Menikah Dengan Pangeran Dari Alam Ghaib

Menikah Dengan Pangeran Dari Alam Ghaib
Bab 253


__ADS_3

"Maha guru! Apa yang sedang kalian lakukan di sini? Pantas saja kami sangat kesulitan untuk mencari keberadaan kalian. Ternyata kalian sedang dikurung di sini? Siapa yang sudah berbuat lancang seperti ini kepada kalian berdua?" tanya Ajudan Ratu Penguasa Pantai Selatan yang merasa heran melihat Mahaguru yang sekarang diikat dengan menggunakan tali gaib.


"Semua ini gara-gara leluhur dari istana kerajaan ular hijau yang sudah membodohi kami berdua. Kami sedang berbaik hati untuk menyembuhkan penyakit mereka, tetapi ternyata mereka membohongi kami. Aih, nasib orang yang terlalu baik hati seperti kami akhirnya berada di dalam penjara ini. Ajudan Ratu Penguasa Pantai Selatan! Apakah kau bisa mencoba untuk menolong kami?" tanya Mahaguru kepada sang ajudan yang kemudian mengerahkan semua kekuatannya ke pedang yang dia miliki.


Dengan satu kali tebasan kunci yang melingkupi penjara di mana Maha guru dan Hanin di kurung di sana. Tempat itu tidak dilingkupi dengan pagar gaib yang terlalu kuat sehingga bisa dengan mudah ditembus oleh Ajudan Ratu Penguasa Pantai Selatan yang sakti.
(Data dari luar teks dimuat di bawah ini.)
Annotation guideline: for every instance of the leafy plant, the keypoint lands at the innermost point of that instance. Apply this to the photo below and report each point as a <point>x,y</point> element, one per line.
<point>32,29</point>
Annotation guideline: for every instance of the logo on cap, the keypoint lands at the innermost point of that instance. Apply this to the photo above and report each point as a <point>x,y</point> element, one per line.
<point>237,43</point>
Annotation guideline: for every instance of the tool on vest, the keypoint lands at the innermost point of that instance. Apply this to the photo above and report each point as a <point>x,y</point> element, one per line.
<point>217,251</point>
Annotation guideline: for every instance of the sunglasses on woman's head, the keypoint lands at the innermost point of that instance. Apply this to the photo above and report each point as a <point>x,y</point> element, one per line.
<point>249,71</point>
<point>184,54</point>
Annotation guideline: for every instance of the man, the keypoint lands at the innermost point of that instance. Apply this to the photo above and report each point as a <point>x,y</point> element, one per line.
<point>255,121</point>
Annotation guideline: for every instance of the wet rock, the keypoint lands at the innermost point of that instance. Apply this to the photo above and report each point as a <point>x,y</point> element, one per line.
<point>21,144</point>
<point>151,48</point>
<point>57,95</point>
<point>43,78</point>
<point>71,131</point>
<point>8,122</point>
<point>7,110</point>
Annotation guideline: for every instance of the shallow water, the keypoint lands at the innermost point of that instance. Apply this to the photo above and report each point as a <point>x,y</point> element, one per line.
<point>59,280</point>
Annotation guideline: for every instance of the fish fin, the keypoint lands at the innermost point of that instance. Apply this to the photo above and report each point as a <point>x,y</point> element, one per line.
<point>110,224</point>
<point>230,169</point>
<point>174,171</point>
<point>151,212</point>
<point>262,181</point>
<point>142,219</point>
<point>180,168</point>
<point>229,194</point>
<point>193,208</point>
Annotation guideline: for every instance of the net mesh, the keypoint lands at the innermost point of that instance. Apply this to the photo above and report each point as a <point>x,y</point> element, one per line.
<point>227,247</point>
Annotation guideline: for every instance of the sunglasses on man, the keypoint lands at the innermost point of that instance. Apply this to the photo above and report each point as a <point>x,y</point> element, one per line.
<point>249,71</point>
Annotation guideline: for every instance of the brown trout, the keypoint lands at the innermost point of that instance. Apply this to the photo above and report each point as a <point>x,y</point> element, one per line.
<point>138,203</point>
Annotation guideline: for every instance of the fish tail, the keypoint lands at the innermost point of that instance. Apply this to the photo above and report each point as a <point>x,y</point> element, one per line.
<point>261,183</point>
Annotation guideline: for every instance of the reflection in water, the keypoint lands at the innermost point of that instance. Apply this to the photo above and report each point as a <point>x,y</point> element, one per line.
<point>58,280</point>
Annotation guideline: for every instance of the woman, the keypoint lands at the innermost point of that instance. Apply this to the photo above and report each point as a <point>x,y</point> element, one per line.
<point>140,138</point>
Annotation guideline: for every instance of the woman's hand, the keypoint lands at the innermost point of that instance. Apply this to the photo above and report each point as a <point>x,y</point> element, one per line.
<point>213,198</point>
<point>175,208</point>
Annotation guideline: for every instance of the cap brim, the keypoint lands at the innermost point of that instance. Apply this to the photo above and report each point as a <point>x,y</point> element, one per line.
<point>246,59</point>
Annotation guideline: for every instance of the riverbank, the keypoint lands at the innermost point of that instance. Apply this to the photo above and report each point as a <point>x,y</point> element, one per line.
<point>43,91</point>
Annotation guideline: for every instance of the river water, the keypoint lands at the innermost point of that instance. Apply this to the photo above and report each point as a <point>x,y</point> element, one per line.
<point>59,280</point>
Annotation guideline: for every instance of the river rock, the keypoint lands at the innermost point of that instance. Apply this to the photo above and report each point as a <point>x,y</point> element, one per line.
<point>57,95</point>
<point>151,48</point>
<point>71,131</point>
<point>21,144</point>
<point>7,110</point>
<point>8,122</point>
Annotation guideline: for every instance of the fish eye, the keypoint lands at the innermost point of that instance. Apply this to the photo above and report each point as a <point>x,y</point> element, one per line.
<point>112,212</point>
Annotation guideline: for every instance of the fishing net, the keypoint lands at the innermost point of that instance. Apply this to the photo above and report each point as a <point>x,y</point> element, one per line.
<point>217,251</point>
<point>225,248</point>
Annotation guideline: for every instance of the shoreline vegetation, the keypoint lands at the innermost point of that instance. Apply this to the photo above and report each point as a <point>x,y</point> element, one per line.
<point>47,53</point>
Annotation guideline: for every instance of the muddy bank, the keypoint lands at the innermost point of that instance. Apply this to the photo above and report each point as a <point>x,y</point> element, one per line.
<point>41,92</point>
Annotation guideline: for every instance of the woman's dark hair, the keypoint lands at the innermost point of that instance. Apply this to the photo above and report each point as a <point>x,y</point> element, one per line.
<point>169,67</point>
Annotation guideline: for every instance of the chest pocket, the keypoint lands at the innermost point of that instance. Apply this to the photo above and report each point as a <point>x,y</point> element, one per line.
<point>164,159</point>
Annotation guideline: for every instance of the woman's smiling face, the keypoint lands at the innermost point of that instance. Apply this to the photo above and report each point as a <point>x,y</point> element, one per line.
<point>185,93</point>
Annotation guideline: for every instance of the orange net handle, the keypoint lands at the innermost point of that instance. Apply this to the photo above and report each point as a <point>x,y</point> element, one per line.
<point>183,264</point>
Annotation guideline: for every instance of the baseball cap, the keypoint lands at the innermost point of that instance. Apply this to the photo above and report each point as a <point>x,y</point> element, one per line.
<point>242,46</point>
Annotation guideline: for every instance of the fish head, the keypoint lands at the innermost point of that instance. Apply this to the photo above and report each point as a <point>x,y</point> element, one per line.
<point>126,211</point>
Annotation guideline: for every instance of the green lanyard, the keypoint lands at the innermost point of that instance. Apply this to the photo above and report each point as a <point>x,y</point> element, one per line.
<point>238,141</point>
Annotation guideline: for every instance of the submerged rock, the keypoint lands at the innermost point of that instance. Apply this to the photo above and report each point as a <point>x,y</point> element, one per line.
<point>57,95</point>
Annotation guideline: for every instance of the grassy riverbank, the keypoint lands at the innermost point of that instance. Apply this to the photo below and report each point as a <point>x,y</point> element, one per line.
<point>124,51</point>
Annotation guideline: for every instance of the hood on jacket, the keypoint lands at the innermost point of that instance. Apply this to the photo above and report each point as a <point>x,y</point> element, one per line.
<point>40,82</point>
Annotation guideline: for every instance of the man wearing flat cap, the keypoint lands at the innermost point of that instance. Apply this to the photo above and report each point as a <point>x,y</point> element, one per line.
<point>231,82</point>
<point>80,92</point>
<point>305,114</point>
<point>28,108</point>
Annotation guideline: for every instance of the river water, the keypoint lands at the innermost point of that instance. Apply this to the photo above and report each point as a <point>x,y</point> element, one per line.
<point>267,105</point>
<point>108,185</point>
"Syukurlah akhirnya kita bisa bebas juga dari penjara ini. Kita bisa membalaskan dendam ini kepada mereka bersepuluh yang sudah menghianati kita." ucap Mahaguru yang terlihat lebih terang kepada 10 orang leluhur dari istana kerajaan ular hijau yang begitu tidak tahu terima kasih karena mengurung mereka di penjara.
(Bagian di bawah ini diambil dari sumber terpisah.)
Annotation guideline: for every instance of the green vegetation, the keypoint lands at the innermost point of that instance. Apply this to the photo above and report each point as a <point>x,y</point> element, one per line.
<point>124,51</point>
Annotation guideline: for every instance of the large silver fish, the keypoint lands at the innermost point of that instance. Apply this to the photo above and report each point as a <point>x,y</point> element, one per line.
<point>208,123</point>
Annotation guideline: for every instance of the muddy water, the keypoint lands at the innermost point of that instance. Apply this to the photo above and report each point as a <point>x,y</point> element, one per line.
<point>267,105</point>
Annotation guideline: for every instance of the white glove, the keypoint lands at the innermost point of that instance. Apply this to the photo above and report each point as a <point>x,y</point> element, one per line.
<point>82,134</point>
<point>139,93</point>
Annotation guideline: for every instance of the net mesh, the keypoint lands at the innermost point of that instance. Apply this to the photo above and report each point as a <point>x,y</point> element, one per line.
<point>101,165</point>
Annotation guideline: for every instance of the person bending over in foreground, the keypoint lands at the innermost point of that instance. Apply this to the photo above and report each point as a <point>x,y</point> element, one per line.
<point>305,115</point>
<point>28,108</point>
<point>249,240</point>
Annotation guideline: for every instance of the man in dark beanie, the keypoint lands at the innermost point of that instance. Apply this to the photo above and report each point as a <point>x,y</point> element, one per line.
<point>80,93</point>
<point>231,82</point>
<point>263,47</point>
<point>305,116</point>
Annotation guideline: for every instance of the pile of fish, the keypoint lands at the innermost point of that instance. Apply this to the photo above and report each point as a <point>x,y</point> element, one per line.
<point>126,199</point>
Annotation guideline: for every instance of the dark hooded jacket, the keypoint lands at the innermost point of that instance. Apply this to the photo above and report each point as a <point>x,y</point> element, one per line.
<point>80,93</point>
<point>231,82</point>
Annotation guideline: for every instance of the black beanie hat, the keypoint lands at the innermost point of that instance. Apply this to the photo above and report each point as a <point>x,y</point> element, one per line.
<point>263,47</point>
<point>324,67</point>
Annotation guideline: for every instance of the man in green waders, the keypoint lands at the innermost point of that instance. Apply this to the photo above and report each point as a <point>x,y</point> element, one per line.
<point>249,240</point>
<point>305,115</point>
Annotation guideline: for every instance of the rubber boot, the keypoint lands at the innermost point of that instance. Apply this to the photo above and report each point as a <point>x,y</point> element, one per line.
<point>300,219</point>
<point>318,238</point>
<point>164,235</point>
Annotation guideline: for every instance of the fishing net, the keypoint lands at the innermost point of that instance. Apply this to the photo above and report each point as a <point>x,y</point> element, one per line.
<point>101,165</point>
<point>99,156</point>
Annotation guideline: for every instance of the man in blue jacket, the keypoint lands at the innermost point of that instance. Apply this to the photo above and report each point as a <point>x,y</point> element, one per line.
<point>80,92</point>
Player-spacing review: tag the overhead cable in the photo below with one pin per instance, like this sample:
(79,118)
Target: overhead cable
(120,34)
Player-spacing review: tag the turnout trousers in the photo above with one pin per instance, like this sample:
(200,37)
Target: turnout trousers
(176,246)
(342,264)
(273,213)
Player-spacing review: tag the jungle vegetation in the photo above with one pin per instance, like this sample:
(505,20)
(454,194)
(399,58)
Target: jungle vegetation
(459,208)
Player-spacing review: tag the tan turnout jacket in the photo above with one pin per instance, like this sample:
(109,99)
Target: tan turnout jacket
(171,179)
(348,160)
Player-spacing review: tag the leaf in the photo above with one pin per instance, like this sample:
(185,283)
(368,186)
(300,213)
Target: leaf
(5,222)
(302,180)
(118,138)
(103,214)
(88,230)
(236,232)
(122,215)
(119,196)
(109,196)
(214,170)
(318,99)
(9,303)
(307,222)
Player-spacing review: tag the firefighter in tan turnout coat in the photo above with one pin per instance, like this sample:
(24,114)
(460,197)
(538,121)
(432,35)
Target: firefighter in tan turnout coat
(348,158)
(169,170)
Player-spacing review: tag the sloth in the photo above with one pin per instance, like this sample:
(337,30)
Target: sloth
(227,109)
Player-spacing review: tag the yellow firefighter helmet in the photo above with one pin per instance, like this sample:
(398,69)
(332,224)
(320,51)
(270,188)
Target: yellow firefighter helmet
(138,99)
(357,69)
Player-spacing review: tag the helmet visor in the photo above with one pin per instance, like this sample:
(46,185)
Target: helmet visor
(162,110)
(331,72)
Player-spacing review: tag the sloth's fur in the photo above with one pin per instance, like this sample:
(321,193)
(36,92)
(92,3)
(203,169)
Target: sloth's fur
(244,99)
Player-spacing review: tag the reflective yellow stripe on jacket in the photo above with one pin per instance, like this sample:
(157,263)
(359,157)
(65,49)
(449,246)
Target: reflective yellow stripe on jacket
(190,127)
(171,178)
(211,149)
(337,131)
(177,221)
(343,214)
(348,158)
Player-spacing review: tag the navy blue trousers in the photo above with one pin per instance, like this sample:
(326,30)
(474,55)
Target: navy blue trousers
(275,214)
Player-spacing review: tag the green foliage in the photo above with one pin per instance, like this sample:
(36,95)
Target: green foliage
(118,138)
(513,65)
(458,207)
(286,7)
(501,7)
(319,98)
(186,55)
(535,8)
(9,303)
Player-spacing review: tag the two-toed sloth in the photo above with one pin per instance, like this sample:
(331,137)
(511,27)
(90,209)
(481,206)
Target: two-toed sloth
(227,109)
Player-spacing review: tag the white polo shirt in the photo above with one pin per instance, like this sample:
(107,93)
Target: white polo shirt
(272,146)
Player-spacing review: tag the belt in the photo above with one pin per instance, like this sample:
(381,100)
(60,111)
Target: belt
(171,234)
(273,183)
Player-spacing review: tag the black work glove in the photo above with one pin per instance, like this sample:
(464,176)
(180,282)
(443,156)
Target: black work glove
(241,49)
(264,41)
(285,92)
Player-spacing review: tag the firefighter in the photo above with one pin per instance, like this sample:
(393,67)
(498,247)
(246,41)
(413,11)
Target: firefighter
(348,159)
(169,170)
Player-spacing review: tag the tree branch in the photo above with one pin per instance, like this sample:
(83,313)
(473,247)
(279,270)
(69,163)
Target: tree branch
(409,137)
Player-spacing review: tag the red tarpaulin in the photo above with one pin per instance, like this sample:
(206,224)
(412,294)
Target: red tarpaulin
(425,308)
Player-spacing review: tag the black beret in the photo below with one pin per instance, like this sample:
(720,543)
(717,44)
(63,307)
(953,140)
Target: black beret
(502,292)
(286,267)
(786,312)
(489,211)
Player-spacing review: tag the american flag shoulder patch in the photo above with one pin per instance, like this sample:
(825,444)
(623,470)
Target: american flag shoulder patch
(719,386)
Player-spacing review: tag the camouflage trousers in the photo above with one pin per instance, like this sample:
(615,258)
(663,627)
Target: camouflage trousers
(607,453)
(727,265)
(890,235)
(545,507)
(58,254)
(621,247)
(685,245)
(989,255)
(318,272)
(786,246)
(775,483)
Hanin hanya menatap Mahaguru dia tidak terlalu banyak berkomentar tentang hal itu. Kesepuluh orang itu saat ini sedang memasuki ruangan rahasia tempat mereka melakukan semedi. Jadi wajar kalau mereka tidak mengetahui keberadaan Ajudan Ratu Penguasa Pantai Selatan yang kini sudah membebaskan Mahaguru dan Hanin.


"Sudahlah tidak usah memperpanjang urusan itu lagi. Aku lelah! Sebaiknya sekarang kita selesaikan urusan untuk membebaskan jiwa Putri Ayuningtyas. Untuk masalah itu, kita lupakan saja. Anggap saja kita bersedekah kepada mereka. Beres bukan?" tanya Sang leluhur yang malas memusingkan tentang dendam dan kemarahan.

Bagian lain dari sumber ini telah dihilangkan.